El 12 de noviembre, los excursionistas cerca de Game Preserve Road en el área de Gaithersburg encontraron un cuerpo descompuesto. Los detectives más tarde identificaron los restos como los de Jordy Mejía, de 22 años, de Guttenberg, N.J., que había estado desaparecido desde el 15 de octubre.

Los funcionarios no han dicho cómo piensan que Mejía fue asesinado; No está claro si saben con certeza, dada la condición de sus restos.

En la corte del jueves, el juez de distrito Eric Nee ordenó a Solorzano-Aparicio se mantenga sin vínculo. Otros cuatro sospechosos detenidos esta semana en el caso, con edades comprendidas entre los 16 y los 21 años, también se les ha negado la fianza.

Tres de los cinco fueron más recientemente viviendo en Maryland, de acuerdo con los registros judiciales y audiencias. Los otros dos vivían últimamente en Nueva Jersey.

La situación de los sospechosos como inmigrantes recientes con estatus migratorio ambiguo o ilegal - y lazos limitados con la comunidad - han jugado un rol en las decisiones de bonos en el caso.

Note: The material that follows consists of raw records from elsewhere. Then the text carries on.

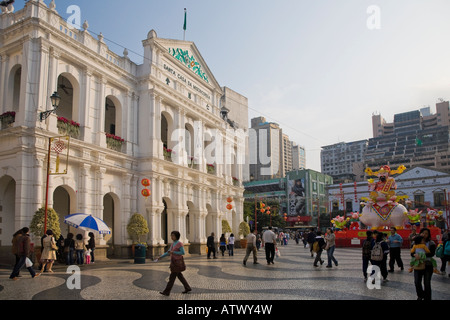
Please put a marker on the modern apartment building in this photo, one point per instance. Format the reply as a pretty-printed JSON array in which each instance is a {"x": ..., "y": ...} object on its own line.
[
  {"x": 414, "y": 138},
  {"x": 338, "y": 160}
]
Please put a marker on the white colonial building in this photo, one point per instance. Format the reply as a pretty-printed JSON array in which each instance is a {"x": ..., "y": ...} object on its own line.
[{"x": 167, "y": 120}]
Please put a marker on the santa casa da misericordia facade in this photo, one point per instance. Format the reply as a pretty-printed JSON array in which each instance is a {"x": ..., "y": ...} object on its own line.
[{"x": 167, "y": 120}]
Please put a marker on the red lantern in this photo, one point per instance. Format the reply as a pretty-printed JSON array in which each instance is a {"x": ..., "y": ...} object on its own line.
[
  {"x": 145, "y": 182},
  {"x": 146, "y": 193}
]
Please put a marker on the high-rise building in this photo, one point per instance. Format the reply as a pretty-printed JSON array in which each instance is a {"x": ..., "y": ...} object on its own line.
[
  {"x": 414, "y": 138},
  {"x": 338, "y": 160},
  {"x": 298, "y": 157},
  {"x": 266, "y": 146}
]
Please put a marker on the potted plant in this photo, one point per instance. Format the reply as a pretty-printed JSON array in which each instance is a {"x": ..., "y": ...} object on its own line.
[
  {"x": 168, "y": 154},
  {"x": 210, "y": 168},
  {"x": 37, "y": 227},
  {"x": 244, "y": 230},
  {"x": 69, "y": 127},
  {"x": 7, "y": 119},
  {"x": 136, "y": 228},
  {"x": 114, "y": 142},
  {"x": 226, "y": 226}
]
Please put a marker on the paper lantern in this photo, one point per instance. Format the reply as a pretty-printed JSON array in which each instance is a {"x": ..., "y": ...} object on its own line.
[{"x": 146, "y": 193}]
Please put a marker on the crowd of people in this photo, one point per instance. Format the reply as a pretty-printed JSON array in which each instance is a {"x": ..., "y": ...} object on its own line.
[
  {"x": 69, "y": 251},
  {"x": 376, "y": 249}
]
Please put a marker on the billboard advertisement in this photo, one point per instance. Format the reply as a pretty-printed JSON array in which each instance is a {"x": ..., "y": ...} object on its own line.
[{"x": 297, "y": 197}]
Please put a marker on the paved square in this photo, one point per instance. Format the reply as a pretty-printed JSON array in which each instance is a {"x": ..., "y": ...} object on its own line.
[{"x": 292, "y": 277}]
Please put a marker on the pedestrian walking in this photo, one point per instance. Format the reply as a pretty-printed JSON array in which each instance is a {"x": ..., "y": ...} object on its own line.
[
  {"x": 395, "y": 242},
  {"x": 258, "y": 241},
  {"x": 379, "y": 254},
  {"x": 330, "y": 239},
  {"x": 251, "y": 248},
  {"x": 91, "y": 246},
  {"x": 411, "y": 236},
  {"x": 445, "y": 258},
  {"x": 223, "y": 244},
  {"x": 48, "y": 255},
  {"x": 269, "y": 240},
  {"x": 318, "y": 247},
  {"x": 367, "y": 246},
  {"x": 210, "y": 244},
  {"x": 177, "y": 265},
  {"x": 69, "y": 248},
  {"x": 424, "y": 276},
  {"x": 80, "y": 247},
  {"x": 311, "y": 238},
  {"x": 24, "y": 250},
  {"x": 231, "y": 240}
]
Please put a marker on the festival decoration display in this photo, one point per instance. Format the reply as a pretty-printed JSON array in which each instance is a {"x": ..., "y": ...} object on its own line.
[
  {"x": 354, "y": 221},
  {"x": 432, "y": 214},
  {"x": 229, "y": 205},
  {"x": 382, "y": 209},
  {"x": 413, "y": 217},
  {"x": 145, "y": 192},
  {"x": 340, "y": 222}
]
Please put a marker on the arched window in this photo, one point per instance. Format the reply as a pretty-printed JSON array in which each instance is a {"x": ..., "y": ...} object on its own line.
[
  {"x": 66, "y": 92},
  {"x": 110, "y": 117},
  {"x": 17, "y": 76}
]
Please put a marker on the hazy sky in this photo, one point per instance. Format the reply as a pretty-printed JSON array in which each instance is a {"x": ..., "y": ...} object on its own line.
[{"x": 313, "y": 66}]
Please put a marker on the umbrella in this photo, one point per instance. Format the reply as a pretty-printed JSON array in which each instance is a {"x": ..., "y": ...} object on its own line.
[{"x": 87, "y": 221}]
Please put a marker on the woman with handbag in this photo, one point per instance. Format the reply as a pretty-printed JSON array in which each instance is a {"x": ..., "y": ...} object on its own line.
[
  {"x": 48, "y": 255},
  {"x": 177, "y": 265}
]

De los cinco, al menos tres están en el país ilegalmente, según los procedimientos judiciales. Uno de los otros tiene una detención de inmigración presentada contra él, según funcionarios de la cárcel, una indicación de que también puede estar en el país ilegalmente.

Un examen de la cuenta de Facebook de Mejía reveló que había estado comunicandose en octubre con alguien en Maryland que creía que se llamaba Shaila Smith. Llegó a Maryland, creyendo que iba a reunirse con ella. Después de llegar, intercambió mensajes de Facebook con Shaila Smith - que la policía dice que no era el nombre real de la persona - y le dijo que un auto lo recogería para llevarlo a ella, dicen los archivos de la corte.

En cambio, de acuerdo con las denuncias policiales presentadas ante el tribunal, Mejía fue recogida por Solorzano-Aparicio y su novio, José Melendez-Rivera, de 18 años. Lo llevaron a una zona boscosa, donde los tres salieron del coche, según los registros .

El víctimo entró en el bosque con Melendez-Rivera y otro sospechoso, y Mejía fue asesinado, según la policía.

La policía identificó a los otros tres sospechosos como Neris Moreno, de 19; Reynaldo A. Granados-Vásquez, 21; Y Jackelin Leiba-Esperanza, de 16 años, quien también es acusada como adulta.

Las versiones de los sospechosos de los acontecimientos no se han declarado en público.

En la corte del miércoles, John Lavigne, un defensor público que representa a Moreno y Leiba-Esperanza, dijo que el caso "es en el mejor de los casos muy circunstancial".